BANTAENG, MELEKNEWS.ID – Bupati Bantaeng, M. Fathul Fauzy Nurdin,M enyerahkan dua dokumen penting dalam Rapat Paripurna DPRD Bantaeng, Kamis (3/7/2025). Dua dokumen tersebut adalah Rancangan Peraturan Daerah (Ranperda) tentang Rencana Pembangunan Jangka Menengah Daerah (RPJMD) 2025–2029 dan Ranperda Pertanggungjawaban Pelaksanaan APBD Tahun Anggaran 2024.
Dalam sambutannya, Bupati yang akrab disapa Uji Nurdin menegaskan bahwa RPJMD merupakan pedoman arah pembangunan daerah selama lima tahun ke depan. Ia menyebut, dokumen ini menjadi dasar perencanaan dan penganggaran seluruh program strategis Pemkab Bantaeng.
“Visi pembangunan Kabupaten Bantaeng 2025–2029 adalah Bantaeng Bangkit, Maju, dan Religius,” ujar Uji Nurdin. Menurutnya, visi tersebut akan diwujudkan melalui tujuh misi prioritas pembangunan.
Misi tersebut antara lain mendorong Bantaeng sebagai kota jasa dan destinasi wisata unggulan, memperkuat kawasan industri, menjamin ketersediaan pupuk dan air untuk petani, serta menjadikan Bantaeng sebagai kabupaten benih berbasis teknologi.
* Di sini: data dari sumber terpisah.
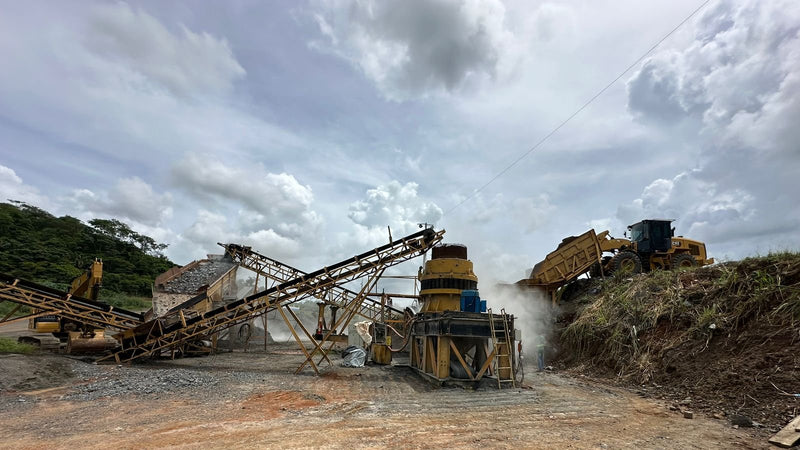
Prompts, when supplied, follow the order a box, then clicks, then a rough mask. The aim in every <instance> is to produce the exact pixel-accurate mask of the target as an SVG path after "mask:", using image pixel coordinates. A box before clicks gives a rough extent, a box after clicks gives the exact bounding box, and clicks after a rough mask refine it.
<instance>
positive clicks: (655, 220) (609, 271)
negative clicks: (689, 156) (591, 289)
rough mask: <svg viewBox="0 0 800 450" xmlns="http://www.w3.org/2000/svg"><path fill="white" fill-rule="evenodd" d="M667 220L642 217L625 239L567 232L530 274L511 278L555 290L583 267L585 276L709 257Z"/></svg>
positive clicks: (713, 259) (658, 265) (628, 270)
mask: <svg viewBox="0 0 800 450" xmlns="http://www.w3.org/2000/svg"><path fill="white" fill-rule="evenodd" d="M671 225H672V220H663V219H648V220H642V221H641V222H637V223H635V224H633V225H630V226H629V227H628V231H626V232H625V238H624V239H622V238H614V237H611V236H610V234H609V232H608V231H603V232H602V233H599V234H598V233H596V232H595V231H594V230H589V231H587V232H586V233H583V234H581V235H580V236H570V237H568V238H566V239H564V240H563V241H561V244H560V245H559V246H558V248H557V249H556V250H555V251H553V252H551V253H550V254H548V255H547V257H546V258H545V259H544V260H543V261H541V262H539V263H537V264H536V265H535V266H533V270H531V275H530V277H528V278H526V279H523V280H520V281H518V282H517V283H516V284H517V285H520V286H530V287H539V288H542V289H544V290H546V291H547V292H548V293H549V294H551V295H553V296H555V292H556V291H557V290H558V288H560V287H561V286H564V285H565V284H567V283H569V282H571V281H572V280H574V279H576V278H578V277H579V276H580V275H583V274H584V273H587V272H589V275H590V276H603V275H610V274H613V273H627V274H634V273H640V272H649V271H650V270H653V269H667V270H668V269H676V268H681V267H693V266H705V265H708V264H713V263H714V258H708V255H707V254H706V245H705V244H704V243H702V242H700V241H695V240H692V239H687V238H685V237H683V236H675V229H674V228H672V226H671ZM628 232H630V237H628V236H627V235H628ZM553 298H555V297H553Z"/></svg>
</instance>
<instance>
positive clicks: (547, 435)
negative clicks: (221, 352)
mask: <svg viewBox="0 0 800 450" xmlns="http://www.w3.org/2000/svg"><path fill="white" fill-rule="evenodd" d="M333 360H334V362H335V363H336V362H337V361H338V360H339V358H338V357H337V358H333ZM300 361H302V357H301V355H300V354H299V351H296V350H295V349H293V348H292V347H289V346H287V345H274V346H272V347H271V348H270V352H268V353H266V354H265V353H247V354H246V353H228V354H220V355H216V356H213V357H207V358H191V359H183V360H177V361H171V362H166V361H163V362H152V363H149V364H144V365H143V364H140V365H136V366H133V367H118V366H97V365H91V364H86V363H84V362H81V361H77V360H73V359H69V358H66V357H61V356H54V355H41V356H2V357H0V380H3V384H0V388H2V389H3V392H2V394H0V436H2V447H4V448H67V447H73V448H74V447H81V448H155V447H174V448H198V447H202V448H221V447H225V448H257V447H276V448H277V447H280V448H287V447H289V448H339V447H348V448H353V447H356V448H364V447H379V446H391V447H400V448H431V447H432V448H457V447H460V448H463V447H478V446H481V447H495V448H559V449H563V448H768V446H767V445H766V438H765V437H764V436H761V435H753V434H751V433H756V432H755V431H753V430H738V429H733V428H731V426H730V425H729V424H728V423H727V422H725V421H722V420H714V419H711V418H706V417H698V416H695V418H694V419H685V418H683V416H682V415H680V414H679V413H677V412H674V411H670V410H669V409H668V408H667V407H666V405H664V404H660V403H657V402H654V401H652V400H648V399H643V398H640V397H638V396H637V395H635V394H634V393H631V392H628V391H624V390H619V389H616V388H609V387H606V386H603V385H599V384H594V383H592V382H588V381H583V380H579V379H574V378H570V377H567V376H564V375H559V374H535V373H534V374H533V375H528V376H527V378H526V384H528V385H529V387H528V388H524V389H507V390H503V391H497V390H496V389H479V390H477V391H465V390H463V389H460V388H435V387H433V386H431V385H429V384H428V383H427V382H425V381H423V380H421V379H419V378H418V377H417V376H416V375H414V374H413V373H412V372H410V370H409V369H406V368H400V367H380V366H372V367H365V368H361V369H351V368H342V367H334V368H332V369H328V370H326V372H325V373H324V375H323V376H319V377H317V376H314V375H311V374H310V371H309V372H305V373H304V374H301V375H298V376H295V375H292V374H291V371H293V369H294V368H295V367H296V366H297V365H298V364H299V363H300ZM47 374H49V375H47Z"/></svg>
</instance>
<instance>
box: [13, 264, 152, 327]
mask: <svg viewBox="0 0 800 450" xmlns="http://www.w3.org/2000/svg"><path fill="white" fill-rule="evenodd" d="M0 301H10V302H14V303H17V304H19V305H20V306H21V305H25V306H30V307H32V308H35V309H37V310H40V312H38V313H34V314H31V315H27V316H25V318H32V317H37V316H41V315H50V314H53V315H59V316H62V317H65V318H68V319H71V320H75V321H77V322H81V323H84V324H87V325H92V326H97V327H100V328H113V329H116V330H128V329H131V328H134V327H137V326H139V325H141V324H142V323H143V322H144V320H143V318H142V315H141V314H139V313H134V312H131V311H126V310H124V309H118V308H114V307H113V306H110V305H106V304H103V303H98V302H94V301H92V300H88V299H85V298H82V297H73V296H72V295H70V294H68V293H66V292H62V291H58V290H55V289H50V288H48V287H45V286H41V285H38V284H36V283H32V282H29V281H25V280H22V279H19V278H14V277H11V276H9V275H5V274H0ZM16 309H18V308H15V311H14V312H16ZM9 318H10V315H8V316H7V317H5V318H4V319H3V321H2V322H0V324H6V323H11V322H16V321H18V320H22V319H23V318H21V317H20V318H14V319H9Z"/></svg>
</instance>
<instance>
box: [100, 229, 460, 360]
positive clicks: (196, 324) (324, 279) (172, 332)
mask: <svg viewBox="0 0 800 450" xmlns="http://www.w3.org/2000/svg"><path fill="white" fill-rule="evenodd" d="M443 234H444V230H441V231H435V230H433V229H429V228H428V229H425V230H422V231H419V232H417V233H413V234H411V235H408V236H406V237H404V238H401V239H398V240H395V241H393V242H390V243H389V244H387V245H383V246H381V247H378V248H375V249H372V250H370V251H368V252H365V253H362V254H360V255H356V256H354V257H352V258H350V259H347V260H344V261H341V262H339V263H336V264H333V265H331V266H327V267H323V268H322V269H319V270H317V271H314V272H311V273H308V274H304V275H300V276H297V277H296V278H294V279H291V280H288V281H285V282H283V283H280V284H276V285H274V286H272V287H270V288H268V289H266V290H264V291H262V292H258V293H255V294H253V295H250V296H248V297H245V298H243V299H240V300H237V301H234V302H232V303H229V304H225V305H222V306H220V307H219V308H216V309H214V310H211V311H209V312H207V313H205V314H203V315H200V316H197V317H192V318H185V317H180V320H179V321H175V322H173V323H171V324H168V323H167V321H166V320H153V321H151V322H147V323H145V324H143V325H141V326H139V327H137V328H136V329H134V330H129V331H128V332H126V333H124V336H123V337H122V339H121V340H120V346H119V347H118V348H117V350H116V352H115V353H114V354H113V355H111V356H109V357H106V358H104V359H105V360H112V361H116V362H122V361H131V360H135V359H139V358H144V357H148V356H154V355H159V354H161V353H162V352H170V353H171V352H174V351H175V350H176V349H179V348H181V347H182V346H184V345H186V344H187V343H191V342H196V341H197V340H199V339H204V338H205V337H207V336H211V335H212V334H213V333H216V332H218V331H221V330H223V329H226V328H228V327H231V326H233V325H236V324H239V323H243V322H247V321H249V320H251V319H253V318H254V317H258V316H260V315H262V314H264V313H265V312H268V311H271V310H278V312H279V313H280V314H281V316H282V317H283V318H284V320H285V321H286V322H287V323H288V321H289V318H288V317H287V314H288V315H289V316H294V312H293V311H292V310H291V308H289V305H290V304H291V303H294V302H296V301H299V300H301V299H303V298H308V297H309V296H317V295H319V293H320V292H326V291H328V290H330V289H331V288H333V287H334V286H337V285H339V284H342V283H346V282H349V281H353V280H355V279H358V278H361V277H364V276H368V278H369V279H368V281H367V283H366V284H365V285H364V287H363V288H362V290H361V292H359V293H358V295H357V296H356V300H355V301H353V302H351V303H350V304H348V305H347V306H346V307H345V312H344V313H343V314H342V317H341V318H339V319H338V321H337V322H338V323H336V324H334V325H333V327H332V329H340V328H341V327H342V326H343V325H344V324H346V323H347V322H349V321H350V320H351V319H352V318H353V317H354V316H355V315H356V314H357V311H358V308H359V307H360V306H361V305H362V303H363V301H364V298H365V297H366V294H367V293H369V292H371V289H372V287H374V285H375V282H376V281H377V279H378V278H379V277H380V274H382V273H383V271H384V270H385V269H386V268H387V267H389V266H392V265H395V264H398V263H400V262H403V261H406V260H408V259H411V258H414V257H416V256H418V255H421V254H423V253H425V252H426V251H427V250H428V249H429V248H430V247H431V246H433V245H435V244H437V243H438V242H440V241H441V239H442V236H443ZM178 314H180V311H179V312H178ZM292 318H293V319H294V320H295V321H296V322H298V323H300V321H299V319H297V318H296V317H292ZM300 325H302V324H300ZM289 329H290V331H292V333H293V335H294V337H295V340H296V341H297V342H298V344H299V346H300V349H301V351H303V353H304V354H305V355H306V361H305V362H304V363H303V364H302V365H301V366H300V367H299V368H298V371H300V370H301V369H302V368H303V367H305V366H306V365H310V366H311V367H312V369H313V370H314V371H315V372H318V370H317V367H316V364H314V362H313V360H312V358H313V357H314V356H315V355H317V354H318V355H320V361H322V360H328V358H327V353H328V352H329V351H330V347H328V348H327V349H324V348H322V343H320V344H316V343H315V342H314V340H313V339H312V337H311V334H310V333H309V332H308V330H306V329H305V328H304V327H302V326H301V331H302V332H303V333H304V334H305V335H306V337H307V338H309V340H310V341H311V343H312V345H314V349H313V350H312V351H311V352H308V351H307V349H306V347H305V345H304V343H303V342H302V341H301V337H300V336H298V335H297V334H296V333H295V332H294V329H293V327H291V326H290V327H289ZM326 338H327V336H326ZM324 341H325V339H323V342H324ZM328 362H330V360H328Z"/></svg>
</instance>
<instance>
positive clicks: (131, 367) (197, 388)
mask: <svg viewBox="0 0 800 450" xmlns="http://www.w3.org/2000/svg"><path fill="white" fill-rule="evenodd" d="M78 372H83V374H79V373H78ZM75 375H76V376H77V377H79V378H83V379H85V380H87V381H88V382H87V383H85V384H78V385H76V386H75V387H74V392H72V393H70V394H67V395H65V396H64V398H65V399H67V400H78V401H87V400H96V399H98V398H103V397H116V396H122V395H152V394H164V393H171V392H176V391H182V390H186V389H201V388H211V387H214V386H216V385H217V384H218V383H219V381H218V380H217V378H216V377H213V376H211V375H209V374H207V373H203V372H198V371H195V370H186V369H175V368H170V369H139V368H136V367H113V368H105V367H98V366H92V365H88V364H85V365H82V367H81V365H78V366H76V367H75Z"/></svg>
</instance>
Pemkab juga akan memprioritaskan penguatan ekonomi kerakyatan, pemerataan infrastruktur, serta peningkatan kualitas sumber daya manusia yang sehat, unggul, dan berdaya saing tinggi. Semua program ini, lanjut Uji, dirancang berbasis potensi dan kebutuhan masyarakat.
“Selain itu, kami ingin menjadikan Bantaeng sebagai daerah yang aman dan tentram bagi semua lapisan masyarakat,” katanya. Ia menambahkan, rumusan RPJMD telah diselaraskan dengan arah pembangunan provinsi dan nasional.
Keselarasan itu, menurutnya, penting untuk mewujudkan pembangunan yang sinergis menuju Indonesia Emas 2045. “Pembangunan daerah harus mendukung penguatan karakter masyarakat dan peningkatan daya saing ekonomi nasional,” ujarnya.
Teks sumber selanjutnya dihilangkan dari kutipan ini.